A maioria dos novos municípios seria criada nos
Estados do Pará, Maranhão e Ceará. Certamente, se a maioria fosse de estados do
Sul e do Sudeste, em vez do Norte e do Nordeste, a situação tenderia a ser bem
diferente, porque a força política dos estados que compõem as duas regiões é
muito maior do que a nossa.
Em 1996, uma emenda
constitucional brecou o processo de multiplicação de novas municipalidades ao
exigir que uma lei regulamentasse critérios mínimos para que cidades se
desmembrassem de outras, constituindo uma administração própria. Depois de 17
anos de debates difíceis, foi aprovada no dia 16 de outubro no Senado a tal da
regulamentação que Dilma vetou.
Esse é um assunto complexo, pois, se por um lado cada novo município significa a
constituição de uma nova unidade política, com impactos na geografia do
controle político-territorial, e a maior parte dos municípios brasileiros
(novos, velhos, a serem criados etc.) tem baixíssima autonomia e capacidade de
gestão; do lado dos municípios que “perdem” territórios isso significa quase
sempre perder recursos, já que a maior fonte de receita é o fundo de
participação dos municípios, que é proporcional à população.
Porém, esse é só um lado da questão: em áreas do país
antes pouco povoadas, onde hoje se está intensificando a ocupação, a presença
de estruturas administrativas é raridade no território. Em alguns municípios da
região amazônica, por exemplo, a população pode levar dias dentro em um barco
para chegar à sede administrativa e ter acesso a determinados serviços
públicos, ou voar mais de 650 km, como é o caso de Castelo dos Sonhos e
Cachoeira da Serra, até chegar à sede do município, ou 1.000 km por estrada.
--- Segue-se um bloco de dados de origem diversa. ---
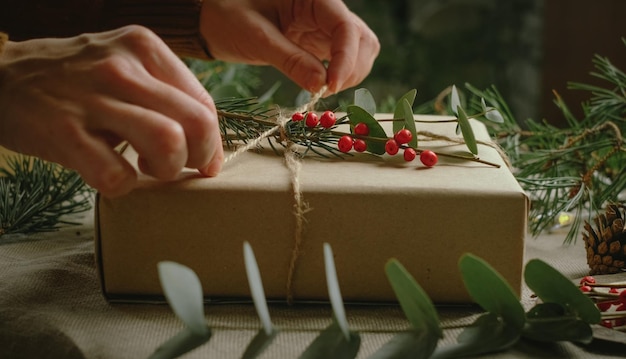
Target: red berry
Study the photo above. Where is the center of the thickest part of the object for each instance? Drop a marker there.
(311, 119)
(360, 145)
(345, 143)
(327, 120)
(606, 305)
(403, 136)
(391, 147)
(298, 116)
(588, 280)
(428, 158)
(361, 129)
(409, 154)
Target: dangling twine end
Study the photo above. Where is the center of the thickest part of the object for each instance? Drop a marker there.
(293, 164)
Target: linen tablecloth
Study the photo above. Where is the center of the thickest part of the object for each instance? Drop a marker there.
(51, 306)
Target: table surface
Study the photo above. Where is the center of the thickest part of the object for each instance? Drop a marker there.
(50, 295)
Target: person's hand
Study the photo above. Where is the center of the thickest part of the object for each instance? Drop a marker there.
(294, 36)
(71, 101)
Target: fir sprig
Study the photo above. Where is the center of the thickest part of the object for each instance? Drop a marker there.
(37, 195)
(572, 170)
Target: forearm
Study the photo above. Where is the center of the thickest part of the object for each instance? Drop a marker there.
(175, 21)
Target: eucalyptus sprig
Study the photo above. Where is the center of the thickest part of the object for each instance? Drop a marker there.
(37, 196)
(565, 313)
(239, 123)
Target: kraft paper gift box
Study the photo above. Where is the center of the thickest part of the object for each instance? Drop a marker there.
(368, 209)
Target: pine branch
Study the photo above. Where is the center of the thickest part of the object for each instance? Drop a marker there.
(37, 195)
(576, 169)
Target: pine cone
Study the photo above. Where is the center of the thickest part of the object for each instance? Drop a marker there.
(606, 243)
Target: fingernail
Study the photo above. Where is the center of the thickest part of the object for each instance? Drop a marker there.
(314, 82)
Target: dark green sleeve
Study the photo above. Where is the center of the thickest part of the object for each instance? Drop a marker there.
(175, 21)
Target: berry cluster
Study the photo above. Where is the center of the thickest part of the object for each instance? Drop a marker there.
(612, 304)
(393, 145)
(311, 120)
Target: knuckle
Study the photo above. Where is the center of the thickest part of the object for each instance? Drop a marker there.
(140, 38)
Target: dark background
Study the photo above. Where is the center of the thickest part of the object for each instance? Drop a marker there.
(526, 48)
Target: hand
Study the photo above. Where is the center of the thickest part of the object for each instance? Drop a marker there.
(71, 101)
(294, 36)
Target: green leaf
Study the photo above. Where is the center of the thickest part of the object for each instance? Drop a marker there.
(334, 292)
(414, 301)
(364, 99)
(405, 112)
(407, 345)
(489, 289)
(357, 114)
(455, 102)
(256, 288)
(185, 341)
(259, 343)
(466, 130)
(491, 113)
(549, 322)
(332, 343)
(487, 334)
(183, 292)
(400, 113)
(553, 287)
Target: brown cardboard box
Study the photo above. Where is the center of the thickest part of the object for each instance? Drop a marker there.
(368, 209)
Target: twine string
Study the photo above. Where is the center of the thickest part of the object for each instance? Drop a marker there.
(294, 165)
(292, 161)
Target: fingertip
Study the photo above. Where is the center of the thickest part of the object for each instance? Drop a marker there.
(214, 167)
(315, 81)
(115, 182)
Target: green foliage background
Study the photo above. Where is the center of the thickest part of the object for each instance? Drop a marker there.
(432, 44)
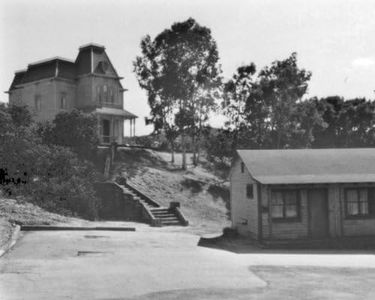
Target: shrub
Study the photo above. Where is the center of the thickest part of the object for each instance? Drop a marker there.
(48, 175)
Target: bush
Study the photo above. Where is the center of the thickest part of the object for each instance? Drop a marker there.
(75, 130)
(48, 175)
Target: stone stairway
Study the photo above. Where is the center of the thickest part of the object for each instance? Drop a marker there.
(164, 216)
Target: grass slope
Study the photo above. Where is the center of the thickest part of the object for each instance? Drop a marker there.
(203, 195)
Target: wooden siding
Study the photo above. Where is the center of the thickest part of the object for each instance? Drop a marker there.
(244, 211)
(283, 229)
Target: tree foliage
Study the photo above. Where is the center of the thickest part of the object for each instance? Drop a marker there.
(180, 72)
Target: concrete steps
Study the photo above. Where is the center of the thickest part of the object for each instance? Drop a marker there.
(166, 216)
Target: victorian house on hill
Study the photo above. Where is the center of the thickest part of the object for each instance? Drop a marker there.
(90, 83)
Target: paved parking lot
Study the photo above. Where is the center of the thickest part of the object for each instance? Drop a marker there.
(163, 263)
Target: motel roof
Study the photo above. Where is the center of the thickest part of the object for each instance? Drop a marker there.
(310, 166)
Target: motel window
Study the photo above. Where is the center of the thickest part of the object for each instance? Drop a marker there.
(285, 205)
(250, 191)
(111, 95)
(38, 103)
(360, 202)
(63, 101)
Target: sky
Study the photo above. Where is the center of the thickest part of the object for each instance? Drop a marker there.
(334, 39)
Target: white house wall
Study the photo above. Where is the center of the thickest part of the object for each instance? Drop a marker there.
(244, 211)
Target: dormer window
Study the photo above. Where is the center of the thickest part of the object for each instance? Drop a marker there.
(102, 67)
(38, 103)
(63, 101)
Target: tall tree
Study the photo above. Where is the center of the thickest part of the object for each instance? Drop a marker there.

Também não se pode esquecer da distância de Moraes para Itaituba, que é de 300
km, por estrada difícil de trafegar no inverno.
Na verdade, um dos problemas do federalismo brasileiro é
que um município como Altamira (PA), com população espalhada em um território
do tamanho da Bélgica, tem as mesmas competências e atribuições de São Paulo,
com seus quase 12 milhões de habitantes… Ou de Borá (SP), com menos de 1000
moradores… Ou seja, chamamos de município realidades
sócio-econômico-territoriais muito distintas.
O fato é que a realidade
econômica, ambiental, urbana etc., do nosso país é regional, não é municipal. E
não temos estruturas de gestão territorial regionais.
O problema é que nosso sistema federativo subdesenvolvido
prevê apenas uma única categoria de município, além dos estados e da União. Uma
pequena cidade amazônica ou uma metrópole, tanto faz. Ou é tudo, ou é nada.
Podíamos ter unidades administrativas menores, mas com diferentes estruturas,
atribuições e competências, como acontece, por exemplo, nos Estados Unidos,
onde em muitos estados os condados tem subdivisões para descentralizar o poder
e melhor a qualidade dos serviços. Do mesmo modo, carecemos de estruturas
regionais.
Com esse veto a presidente Dilma matou o doente pensando
em curar a doença, porque muitos lugares que estão em condições de gerir seus
próprios destinos foram prejudicados pela decisão da presidente da República.
Eu, que sou adepto da emancipação, seja de distritos que estejam em condições
de pleitear o desmembramento do município mãe, assim como de regiões que
desejam se emancipar, como é o caso do Tapajós, lamento essa decisão.
Continuamos tão anacrônicos como antes em matéria de descentralização.